Se anche a cavallo delle elezioni ci fosse una crisi finanziaria non devastante – “non devastante” perché il debito pubblico ha ormai una vita media lunga e perché la Bce non vende i titoli del Tesoro che ha in portafoglio – avremmo lo stesso chi punterà il dito contro l’avida finanza e la parte politica asservita alle sue losche trame. Lo farà perché denunciare eroicamente i cattivi di fronte al popolo innocente è una retorica politica che elettoralmente paga. Il caso italiano mostra però come non si tratti di un “asservimento” del potere politico alla finanza, ma di una cessione di controllo.
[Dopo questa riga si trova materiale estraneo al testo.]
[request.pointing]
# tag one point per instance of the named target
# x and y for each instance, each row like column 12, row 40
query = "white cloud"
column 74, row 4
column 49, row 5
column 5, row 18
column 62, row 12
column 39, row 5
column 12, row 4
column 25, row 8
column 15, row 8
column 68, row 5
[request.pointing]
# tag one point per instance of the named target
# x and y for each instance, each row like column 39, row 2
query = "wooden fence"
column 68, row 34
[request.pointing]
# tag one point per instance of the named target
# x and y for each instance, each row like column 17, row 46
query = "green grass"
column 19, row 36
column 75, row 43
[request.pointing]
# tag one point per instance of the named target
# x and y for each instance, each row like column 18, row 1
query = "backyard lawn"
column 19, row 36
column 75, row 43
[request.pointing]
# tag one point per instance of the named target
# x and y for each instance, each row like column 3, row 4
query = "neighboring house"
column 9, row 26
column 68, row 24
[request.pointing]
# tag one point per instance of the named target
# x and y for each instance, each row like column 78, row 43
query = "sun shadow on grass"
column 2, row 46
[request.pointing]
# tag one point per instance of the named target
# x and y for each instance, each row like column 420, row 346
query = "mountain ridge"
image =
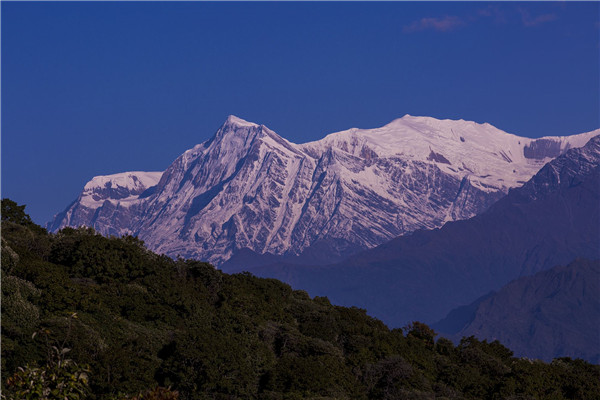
column 248, row 187
column 549, row 221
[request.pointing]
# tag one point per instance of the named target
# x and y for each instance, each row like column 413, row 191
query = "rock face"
column 554, row 313
column 248, row 188
column 551, row 220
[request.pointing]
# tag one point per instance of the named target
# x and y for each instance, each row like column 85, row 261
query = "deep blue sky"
column 103, row 87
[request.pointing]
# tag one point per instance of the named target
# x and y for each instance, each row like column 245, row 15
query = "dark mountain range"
column 551, row 220
column 554, row 313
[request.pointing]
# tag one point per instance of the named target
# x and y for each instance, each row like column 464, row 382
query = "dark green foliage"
column 145, row 321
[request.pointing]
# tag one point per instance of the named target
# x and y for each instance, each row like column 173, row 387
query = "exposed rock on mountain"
column 248, row 188
column 551, row 220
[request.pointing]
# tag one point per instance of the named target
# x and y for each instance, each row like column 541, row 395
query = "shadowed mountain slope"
column 551, row 220
column 554, row 313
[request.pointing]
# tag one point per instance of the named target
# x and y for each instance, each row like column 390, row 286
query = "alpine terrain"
column 551, row 220
column 249, row 189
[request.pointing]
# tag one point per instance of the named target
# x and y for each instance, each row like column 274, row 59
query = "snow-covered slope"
column 247, row 187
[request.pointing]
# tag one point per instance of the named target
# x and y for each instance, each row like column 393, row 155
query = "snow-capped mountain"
column 247, row 187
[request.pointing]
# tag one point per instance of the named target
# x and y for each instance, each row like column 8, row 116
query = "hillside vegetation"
column 116, row 320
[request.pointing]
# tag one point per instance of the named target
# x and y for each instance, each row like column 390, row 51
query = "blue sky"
column 95, row 88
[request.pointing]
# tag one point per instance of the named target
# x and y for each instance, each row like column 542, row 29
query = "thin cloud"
column 443, row 24
column 536, row 21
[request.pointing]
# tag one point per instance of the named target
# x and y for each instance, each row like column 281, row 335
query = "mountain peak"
column 233, row 120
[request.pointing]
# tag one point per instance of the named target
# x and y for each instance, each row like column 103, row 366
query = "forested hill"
column 113, row 320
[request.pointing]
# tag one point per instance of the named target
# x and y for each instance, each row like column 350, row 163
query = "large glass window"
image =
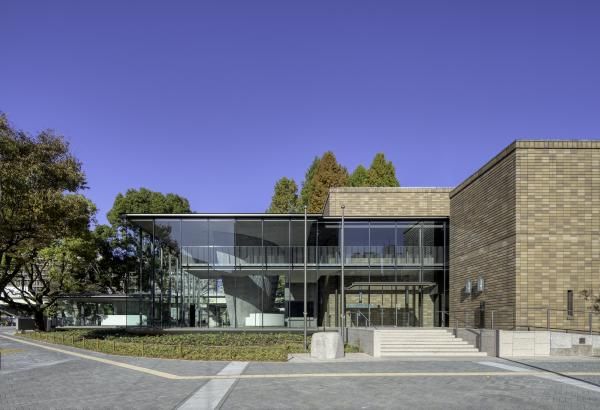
column 194, row 239
column 328, row 238
column 276, row 241
column 433, row 243
column 356, row 243
column 248, row 242
column 408, row 240
column 222, row 241
column 297, row 241
column 383, row 241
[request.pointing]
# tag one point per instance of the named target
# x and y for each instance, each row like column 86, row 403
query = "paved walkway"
column 39, row 375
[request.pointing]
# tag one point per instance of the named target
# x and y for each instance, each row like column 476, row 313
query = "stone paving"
column 33, row 377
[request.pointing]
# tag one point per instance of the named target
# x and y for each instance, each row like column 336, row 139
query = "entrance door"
column 386, row 305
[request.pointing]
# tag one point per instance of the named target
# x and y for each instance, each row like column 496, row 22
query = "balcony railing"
column 321, row 255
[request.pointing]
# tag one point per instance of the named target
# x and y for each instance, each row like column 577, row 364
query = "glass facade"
column 247, row 272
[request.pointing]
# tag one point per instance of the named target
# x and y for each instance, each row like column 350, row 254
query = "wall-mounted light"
column 480, row 284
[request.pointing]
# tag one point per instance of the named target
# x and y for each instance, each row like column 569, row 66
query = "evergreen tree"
column 382, row 172
column 328, row 174
column 359, row 177
column 285, row 197
column 308, row 183
column 147, row 201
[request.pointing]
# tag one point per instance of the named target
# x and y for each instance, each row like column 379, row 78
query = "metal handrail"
column 531, row 318
column 367, row 321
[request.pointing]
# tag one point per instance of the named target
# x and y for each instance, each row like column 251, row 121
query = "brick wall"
column 388, row 201
column 482, row 242
column 558, row 229
column 528, row 222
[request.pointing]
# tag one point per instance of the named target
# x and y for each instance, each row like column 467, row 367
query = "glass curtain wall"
column 244, row 272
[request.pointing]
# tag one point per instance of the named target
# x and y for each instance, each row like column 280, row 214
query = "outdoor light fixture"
column 480, row 284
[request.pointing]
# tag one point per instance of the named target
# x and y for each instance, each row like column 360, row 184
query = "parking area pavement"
column 35, row 378
column 38, row 375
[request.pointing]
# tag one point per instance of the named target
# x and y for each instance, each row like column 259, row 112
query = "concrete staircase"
column 406, row 342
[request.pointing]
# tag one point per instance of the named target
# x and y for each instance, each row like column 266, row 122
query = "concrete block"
column 560, row 340
column 326, row 345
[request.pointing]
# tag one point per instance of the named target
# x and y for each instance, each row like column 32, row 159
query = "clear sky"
column 215, row 100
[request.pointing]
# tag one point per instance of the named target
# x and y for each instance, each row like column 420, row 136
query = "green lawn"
column 193, row 346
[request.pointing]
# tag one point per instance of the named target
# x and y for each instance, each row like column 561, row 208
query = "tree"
column 382, row 173
column 308, row 183
column 328, row 174
column 36, row 174
column 285, row 197
column 52, row 272
column 146, row 201
column 359, row 177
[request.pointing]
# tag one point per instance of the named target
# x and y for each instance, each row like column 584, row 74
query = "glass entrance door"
column 389, row 305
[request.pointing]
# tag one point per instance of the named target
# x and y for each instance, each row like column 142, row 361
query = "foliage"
column 359, row 177
column 146, row 201
column 381, row 172
column 328, row 174
column 324, row 173
column 39, row 204
column 192, row 346
column 308, row 183
column 285, row 197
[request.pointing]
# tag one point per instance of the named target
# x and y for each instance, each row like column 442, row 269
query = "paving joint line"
column 172, row 376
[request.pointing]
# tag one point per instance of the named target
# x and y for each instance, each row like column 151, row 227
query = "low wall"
column 486, row 340
column 364, row 339
column 547, row 343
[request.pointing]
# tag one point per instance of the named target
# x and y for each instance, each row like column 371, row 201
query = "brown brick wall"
column 558, row 229
column 482, row 243
column 529, row 222
column 389, row 202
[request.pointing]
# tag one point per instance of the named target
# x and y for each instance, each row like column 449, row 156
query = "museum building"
column 517, row 241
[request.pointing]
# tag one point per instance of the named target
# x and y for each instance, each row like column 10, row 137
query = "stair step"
column 437, row 354
column 406, row 342
column 408, row 348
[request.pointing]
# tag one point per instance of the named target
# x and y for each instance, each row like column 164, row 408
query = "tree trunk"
column 40, row 322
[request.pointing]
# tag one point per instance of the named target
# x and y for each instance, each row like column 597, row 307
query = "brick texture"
column 389, row 202
column 528, row 222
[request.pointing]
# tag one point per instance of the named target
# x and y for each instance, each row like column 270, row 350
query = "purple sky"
column 215, row 100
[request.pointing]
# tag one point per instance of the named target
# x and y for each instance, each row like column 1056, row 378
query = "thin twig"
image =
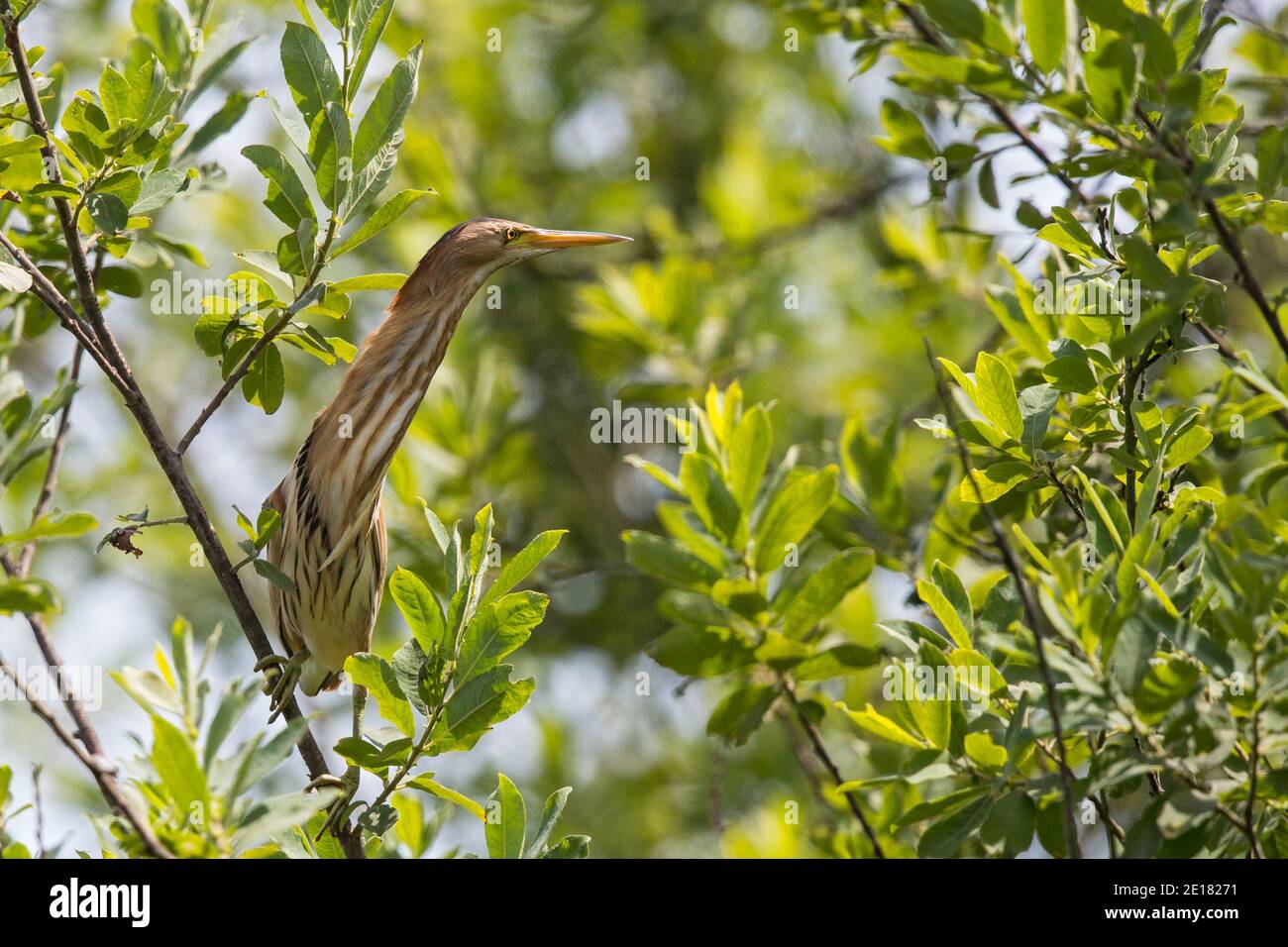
column 828, row 764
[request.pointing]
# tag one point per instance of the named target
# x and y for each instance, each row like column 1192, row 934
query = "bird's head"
column 490, row 243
Una volta il debito pubblico italiano era detenuto dalle banche italiane. Era facilmente governabile, perché le banche erano in gran parte pubbliche. Poi è passato nelle mani delle famiglie italiane, rimanendo facilmente governabile, perché in cambio di rendimenti molto elevati queste lo sottoscrivevano. Si aveva così un meccanismo di consenso molto semplice.

La politica governava il debito prima attraverso le “sue” banche, poi attraverso gli alti rendimenti. In questo modo non si poteva formare un giudizio di merito pubblicamente condiviso sul debito dell’Italia. Nel primo caso gli investitori erano “catturati”, nel secondo “sedotti”. In breve, il Principe non faceva fatica a ricevere il consenso degli elettori-risparmiatori, tanto più che il debito crescente si sarebbe scaricato sui “non nati” che, in attesa della cicogna, non votano.

Ma oltre venti anni fa è arrivato il momento del mercato, in doppia direzione: gli italiani possono investire all’estero e l’estero può investire in Italia. Si possono finalmente formare giudizi di merito: qual è il premio – il maggior rendimento richiesto – per detenere il debito italiano rispetto a quello tedesco?

Il Principe deve ora convincere che il debito è sottoscrivibile. Cambia la natura del rapporto: il Principe prima non faceva fatica a collocare il debito e non doveva persuadere nessuno sulla sua tenuta; al contrario, adesso s’affanna e deve dunque varare politiche coerenti nel tempo.